GİTTİ HALİDE EDİP GELDİ AKŞENER
Sivas Kongresi öncesi Halide Edip’in Amerikan mandasının
kabul edilmesi için Mustafa Kemal Atatürk’e bir mektup yazdığını Büyük Nutuk’tan
öğreniyoruz. Halide Edip bu mektubunda şöye diyor:
“…halkı ve halk hükümeti tesisini faydalı bilen Filipin gibi
vahşi bir memleketi bugün kendi kendini idareye kaadir asri bir makine haline
koyan Amerika, bu hususta çok işimiz geliyor. Onbeş yirmi sene zahmet çektikten
sonra yeni bir Türkiye ve her ferdi tahsili, zihniyeti ile hakiki istiklâli
kafasında ve cebinde taşıyan bir Türkiyeyi ancak yeni dünyanın kaabiliyeti
vücuda getirebilir.
“Bugünkü emrivakiler kalkmak ve süratle dâvamızı dünyaya
karşı müdafaa edebilmek için lâzım gelen kuvveti haiz bir devletin müzaheretini
istemek lâzımdır. İstilacı Avrupanın binbir vesaiti ve melûn siyasetine karşı
böyle bir vekil sıfatıyle Amerikayı kendimize kazanarak ortaya atabilirsek Şark
Meselesini de Türk meselesini de âti için kendimiz halletmiş olacağız.”
Mütareke döneminde, başını İngiltere’nin çektiği emperyalistlerin
Türk milletine kefen biçtiği günlerde Halide Edip’in bulduğu çare bu: Bir başka
emperyalist güçe sığınmak!..
GÜNÜMÜZDE DURUM
Gelelim bugünlere; Amerika ve İsrail’in öncülüğünde batılı
emperyalistler adına PKK, PYD. IŞİD, FETO denilen örgütleri ile saldırıyor.
Kahraman ordumuz ve polislerimmiz can pahasına vatanı bu güçlere karşı
savunuyor. Vatan, can ve namus güvenliğimiz tehdit altında ve Akşener’in
liderliğinde kurulmakta olan parti ise güvenliğimizi Amerika ile
sağlayacağımızı ve NATO’ya sığınmamızı öneriyor.

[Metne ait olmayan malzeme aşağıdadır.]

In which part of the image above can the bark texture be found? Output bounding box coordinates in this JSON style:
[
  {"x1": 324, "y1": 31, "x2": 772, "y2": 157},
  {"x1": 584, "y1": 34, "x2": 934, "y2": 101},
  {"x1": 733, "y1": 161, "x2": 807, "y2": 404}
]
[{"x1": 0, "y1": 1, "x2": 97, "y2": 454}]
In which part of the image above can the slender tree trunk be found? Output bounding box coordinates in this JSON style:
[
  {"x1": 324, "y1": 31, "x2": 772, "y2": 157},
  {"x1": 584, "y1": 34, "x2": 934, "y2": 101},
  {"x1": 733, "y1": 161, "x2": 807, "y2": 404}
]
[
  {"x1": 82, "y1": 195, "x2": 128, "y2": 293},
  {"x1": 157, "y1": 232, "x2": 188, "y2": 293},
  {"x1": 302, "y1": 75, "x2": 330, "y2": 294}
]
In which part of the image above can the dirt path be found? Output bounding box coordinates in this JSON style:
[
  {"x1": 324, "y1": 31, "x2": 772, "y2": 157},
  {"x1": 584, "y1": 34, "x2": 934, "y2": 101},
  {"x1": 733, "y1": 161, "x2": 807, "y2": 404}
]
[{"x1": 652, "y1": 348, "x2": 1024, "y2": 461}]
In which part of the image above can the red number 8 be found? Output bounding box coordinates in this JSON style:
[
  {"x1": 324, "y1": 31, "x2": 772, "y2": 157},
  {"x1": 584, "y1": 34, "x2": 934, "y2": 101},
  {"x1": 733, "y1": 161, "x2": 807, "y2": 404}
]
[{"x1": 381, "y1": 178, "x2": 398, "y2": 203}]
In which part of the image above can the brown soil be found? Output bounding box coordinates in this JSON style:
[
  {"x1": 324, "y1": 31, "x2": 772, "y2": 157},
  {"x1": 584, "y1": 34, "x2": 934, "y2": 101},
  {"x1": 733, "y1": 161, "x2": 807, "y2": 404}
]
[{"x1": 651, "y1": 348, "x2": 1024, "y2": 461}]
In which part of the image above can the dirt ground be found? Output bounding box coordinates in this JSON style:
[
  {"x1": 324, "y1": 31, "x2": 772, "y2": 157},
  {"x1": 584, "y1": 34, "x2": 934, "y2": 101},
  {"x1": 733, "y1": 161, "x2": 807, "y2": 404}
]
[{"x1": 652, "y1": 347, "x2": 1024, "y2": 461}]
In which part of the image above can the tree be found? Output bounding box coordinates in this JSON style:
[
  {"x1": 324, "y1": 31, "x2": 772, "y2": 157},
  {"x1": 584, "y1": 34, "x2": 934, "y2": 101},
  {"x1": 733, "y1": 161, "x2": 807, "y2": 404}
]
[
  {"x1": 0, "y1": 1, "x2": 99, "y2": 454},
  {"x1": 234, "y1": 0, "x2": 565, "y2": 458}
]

Partinin hazırladığı taslak programın 129’uncu sayfasında şu
yazılanlara bakın:
“Amerika Birleşik Devletleri, Türkiye’nin önemli
müttefikleri arasında yer almaktadır. ABD ile ülkemiz arasında derin, çok yönlü
ve köklü bir işbirliği mevcuttur. Partimiz bu işbirliğinin eşit, saygın, egemen
iki ülke ilişkileri geliştirilerek devam etmesini arzu eder.
ABD ve Türkiye’nin birbirleri için güvenilir ortaklar ve
müttefikler olduğunu düşünüyoruz. Türkiye ile ABD’nin önemli ikili işbirliği projelerini
gerçekleştirebileceği, her iki tarafın güvenliğine katkı sağlayacak bir
ortaklık oluşturabileceğine inanmaktayız. İlişkilerin de bu yönde gelişmesi
için samimi ve somut çabalarımızı ortya koyacağız.
Ortadoğu’da sınırların sarsıldığı, devletlerin çöktüğü,
toplumların dağıldığı bir dönemde jeopolitik ve demografik kara deliklerin
oluşmaması için Türkiye ve ABD ortak politikalar geliştirmek durumundadırlar.
Aksi bir süreç ve gelişme her iki tarafın da yüksek menfaatlerine ağır verme
potansiyeline sahiptir.
ABD ile ikili ilişkilerimizin yanında NATO çerçevesinde de
yakın ilişkilerimiz vardır. Birmize yapılmış saldırı hepimize yapılmış
anlayışını temel alan NATO bünyesindeki ilişkiler Türkiye’nin savunma-güvenlik
ve dolayısyla dış politikasını etkeleyen bir unsur olduğunu, bunun Türk-Amerikan
ilişkilerine olumlu katkı yapması gerektiğini düşünmekteyiz.”
Şu anda Amerika ile bir vatan savaşı veriyoruz, yardımı ve
işbirliğini ise Amerika’dan ve NATO’dan bekleyecekmişiz. Biz de Atatürk’ün ağzından
soralım: “Nenin ve kimin masuniyeti için kimden ve ne yardım talebolunmak
isteniyor?”
YA İSTİKLAL! YA ÖLÜM!
O zor günlerde Atatürk’ün bulduğu çare ise şu:
“Temel ilke, Türk milletinin haysiyetli ve şerefli bir
millet olarak yaşamasıdır. Bu ilke, ancak tam istiklâle sahip olmakla
gerçekleştirilebilir…”
“ Yabancı bir devletin koruyup kollayıcılığını kabul etmek
insanlık vasıflarından yoksunluğu, güçsüzlük ve miskinliği itiraftan başka bir
şey değildir. Gerçekten de bu seviyesizliğe düşmemiş olanların, isteyerek
başına bir yabancı efendi getirmelerine asla ihtimal verilemez. Halbuki Türk'ün
haysiyeti, gururu ve kaabiliyeti çok yüksek ve büyüktür. Böyle bir millet esir
yaşamaktansa yok olsun daha iyidir!... O halde, ya istiklal ya ölüm!”